Zwolennicy partii Jarosława Kaczyńskiego mogliby zaprotestować, że wspomniane przeze mnie sukcesy (lub „sukcesy”) i porażki miały legitymację wyborców i były dokonywane w interesie państwa, nie zaś w interesie partii. Owe sukcesy i porażki wskazują jednak na coś całkiem przeciwnego. Pokazują one, że interes aktualnie rządzącej partii nie zawsze jest tożsamy z interesem państwa, a przynajmniej może być w uprawniony sposób przedstawiany jako mu przeciwny. To zaś nie jest dla rządzących oczywiste.

Premier Szydło stwierdziła, że Prawo i Sprawiedliwość jest gotowe naprawiać popełnione błędy, ponieważ „słucha Polaków”. Szefowa rządu dokonała równocześnie nieuprawnionego utożsamienia woli partii z wolą ludu, gdy oświadczyła, że program PiS-u został napisany głosami obywateli. Słowa takie nie dziwią, poparcie dla PiS-u utrzymuje się na wysokim poziomie, PiS prowadzi z wynikiem ponad 30 proc. w różnych sondażach, a rząd wg ostatniego sondażu IBRiS dobrze ocenia ponad 40 proc. Polaków. A jednak jeśli zgodzić się z panią premier, to kogo właściwie słucha PiS? Jeżeli politycy partii Jarosława Kaczyńskiego definiują własne ugrupowanie jako wyraziciela woli Polaków, oznacza to w praktyce, że zamierzają w szczególności słuchać samych siebie, a głosy krytyczne wykluczać poza obręb wspólnoty jako z „wolą Polaków” niezgodne. Osób wcześniej bliskich rządowi, a obecnie wyrażających się o praktyce „dobrej zmiany” krytycznie, jak Ryszarda Bugaja czy właśnie Jadwigę Staniszkis, nie można przecież jednak posądzić o złą wolę czy koniunkturalizm – PiS powinien więc wziąć ich głosy poważnie pod uwagę.

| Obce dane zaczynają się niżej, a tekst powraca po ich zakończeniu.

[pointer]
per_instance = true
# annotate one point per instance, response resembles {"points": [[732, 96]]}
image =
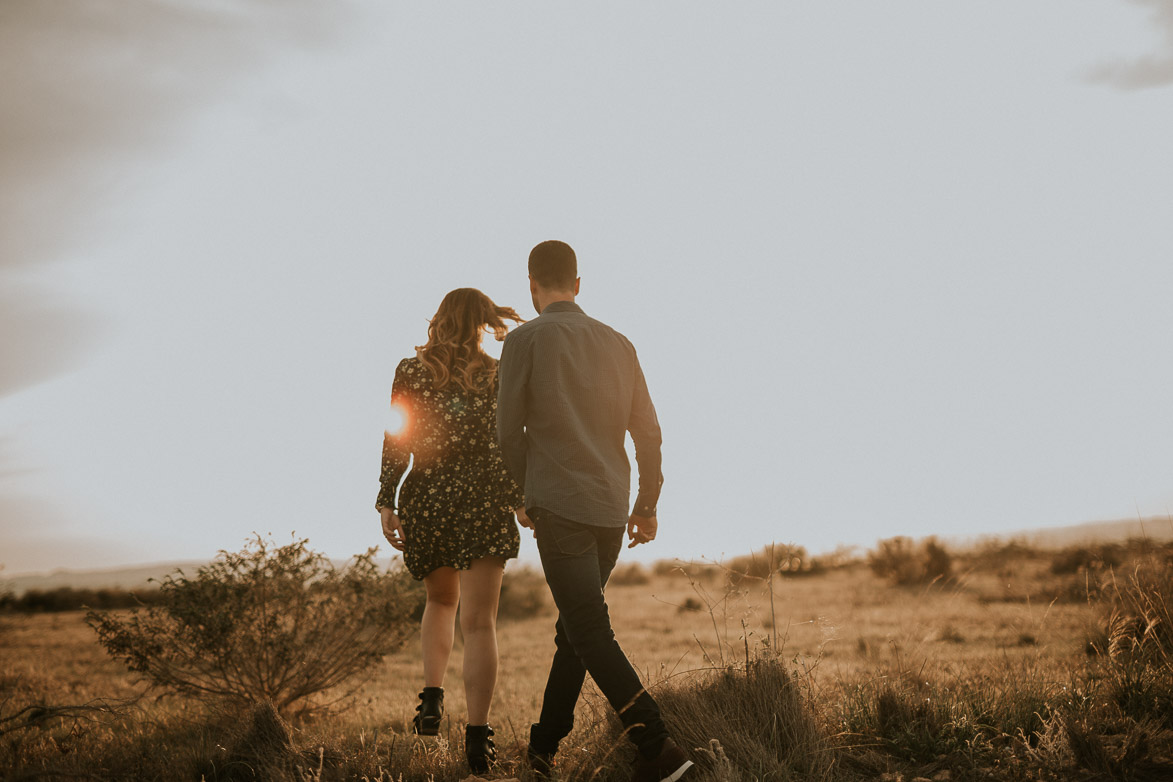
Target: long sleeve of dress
{"points": [[397, 447]]}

Politycy PiS-u nie mówią głosem Polaków i powinni przestać powtarzać, że to czynią – nikt nie posiada na to monopolu, nie ma też czegoś takiego jak jedna „wola Polaków”. Niech więc politycy mówią za polityków, a Polakom pozwólmy mówić za siebie. Przedstawiciele władzy powinni przyjąć, że reprezentują partię polityczną, jak każda inna, rywalizującą o głosy wyborców.

Jeżeli przed ich partią stoi jakaś misja, niech będzie nią deklarowany udział w procesie przestawiania polskiej gospodarki na bardziej nowoczesne tory. Problem w tym, że – jak ocenia Jadwiga Staniszkis – „skok technologiczny wymaga miejsca na ryzyko, szaleństwo, prawo do błędu, czyli na to wszystko, co teraz jest – także prawnie – ograniczane. Częścią innowacyjności jest wolność, podmiotowość i zdolność do autorefleksji, a zamiast tego mamy klimat niepotrzebnie tworzący poczucie klatki”. Niestety wątpliwe, by PiS zrezygnował z podążania raz obranym szlakiem.

Beata Szydło powtarza często, że opozycja „nie pozwala rządowi pracować”. To nieprawda, opozycja w istocie nie spełnia bowiem dobrze swojej roli – często krytykuje rząd, używając nieadekwatnych środków, nie proponuje też żadnych poważnych alternatyw.

Ale ani opozycja, biznesowo-polityczne elity III RP, złowrodzy sędziowie czy wszechwładny TW „Bolek” nie są potrzebni, by psuć, skoro rząd póki co sam podstawia sobie nogę, utrudniając trwałe i skuteczne reformowanie państwa, minimalizując szanse na sukces planu Morawieckiego, a w wielu obszarach osłabiając to, co już istniało. W miejsce wyższych standardów politycznych i profesjonalnych, PiS poświęcił 100 dni na upartyjnianie instytucji, rozdając nominacje według klucza lojalności. Nie tego powinniśmy oczekiwać od formacji głoszącej „dobrą zmianę”.